Tuna Braised In Ratatouille
When summer squash (zucchini; courgettes), eggplant (aubergines), tomatoes (tomatoes) and peppers are at the apex of ripeness, it’s hard not to think of Provençal-type vegetable stews fragrant with olive oil, onions, garlic and herbs. Let’s call them ratatouille, though that will expose us to outraged criticism by people with strong (though differing) opinions about the precise use of that term. Anyway, I’m not going to tell you how to make ratatouille: Open up a cookbook or a Web browser and you’ll soon have a nice recipe. Just be sure to use plenty of good oil and to cook your onions long enough to rid them of harshness.

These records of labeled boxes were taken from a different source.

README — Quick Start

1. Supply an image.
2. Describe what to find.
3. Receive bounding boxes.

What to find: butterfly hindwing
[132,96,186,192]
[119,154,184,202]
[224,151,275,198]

Whatever recipe you use, and no matter how small you try to keep the quantities, you will surely have leftovers, and leftover ratatouille is a wonderful thing. At room temperature, deposited onto grilled bread, it is one of the best of summer dinners. Even a little bit can be eked out with pasta, or reheated with scrambled eggs – or simmered down with extra oil and some smoked paprika to form a sofrito as the underlay of a not-so-traditional paella.
But when we saw some really nice tuna at the farmers’ market, Jackie and I simultaneously thought how good it would be with the last of our leftover ratatouille from a few days earlier. In Mediterranean mode, it would not be served rare, much less raw in the center: For maximal flavor, it would be cooked though, but cooked with care so that it would not become dry, and once it was lightly browned it would braise gently in that oily, juicy ratatouille with just a splash of wine to add acidity and another layer of flavor.
It worked just as planned – as, I confess, we knew it would, because this is a dish we eat almost every summer, sometimes replacing the tuna with swordfish.
So next time you make a panful of ratatouille, throw in an extra few handfuls of vegetables to guarantee that there will be enough left over for this fish dinner.
- A 1-inch-thick tuna steak – 8 to 10 oz should suffice for two portions, but feel free to use a larger piece if you have a keen appetite
- Extra-virgin olive oil to coat the cooking surface of a 9- or 10-inch skillet
- 1/4 Cup white wine
- 1-1/2 cups ratatouille or similar summer-vegetable stew
- 1/3 Cup chopped parsley (approximately)
- 1 Teaspoon chopped fresh thyme leaves
- Optional: a handful of pitted olives, halved
- Salt and black pepper
Trim the tuna if necessary; pat it dry and season it with salt and pepper. Heat the oil in a 9- or 10-inch skillet over medium-high heat. Add the tuna and cook 2 minutes on each side, until lightly browned.
Off the heat (to minimize splattering), add the wine; return to the heat and cook until the wine no longer smells raw, 15 to 30 seconds.
Add the ratatouille, distributing it around the fish; lift the fish with a spatula to allow a little of the juices to slip underneath too. Reduce the heat to medium-low and cook for about 4 minutes, partially covered. Start checking for doneness after 3 minutes: pierce the fish with a cake tester or thin toothpick; for tuna that is cooked through but still moist, catch it at the moment when the cake tester meets little resistance as it enters.
Remove the fish to a plate or cutting board and cut it into two portions. If you find it underdone (which, truth to tell, would be no sin, though not my preference in a dish like this) return the fish to the simmering ratatouille for another minute or so.
Check the ratatouille (which is now your sauce) for seasoning and stir in the parsley and thyme, and the olives if you’re using them. Divide the mixture between two warmed plates and set a portion of fish atop each. You can finish the fish itself with a sprinkling of crunchy sea salt if you like. Corn pancakes are a good accompaniment; you can make them in advance and reheat them in a skillet or in the oven. Steamed new potatoes (simply salted, with no butter or oil) would be lovely too.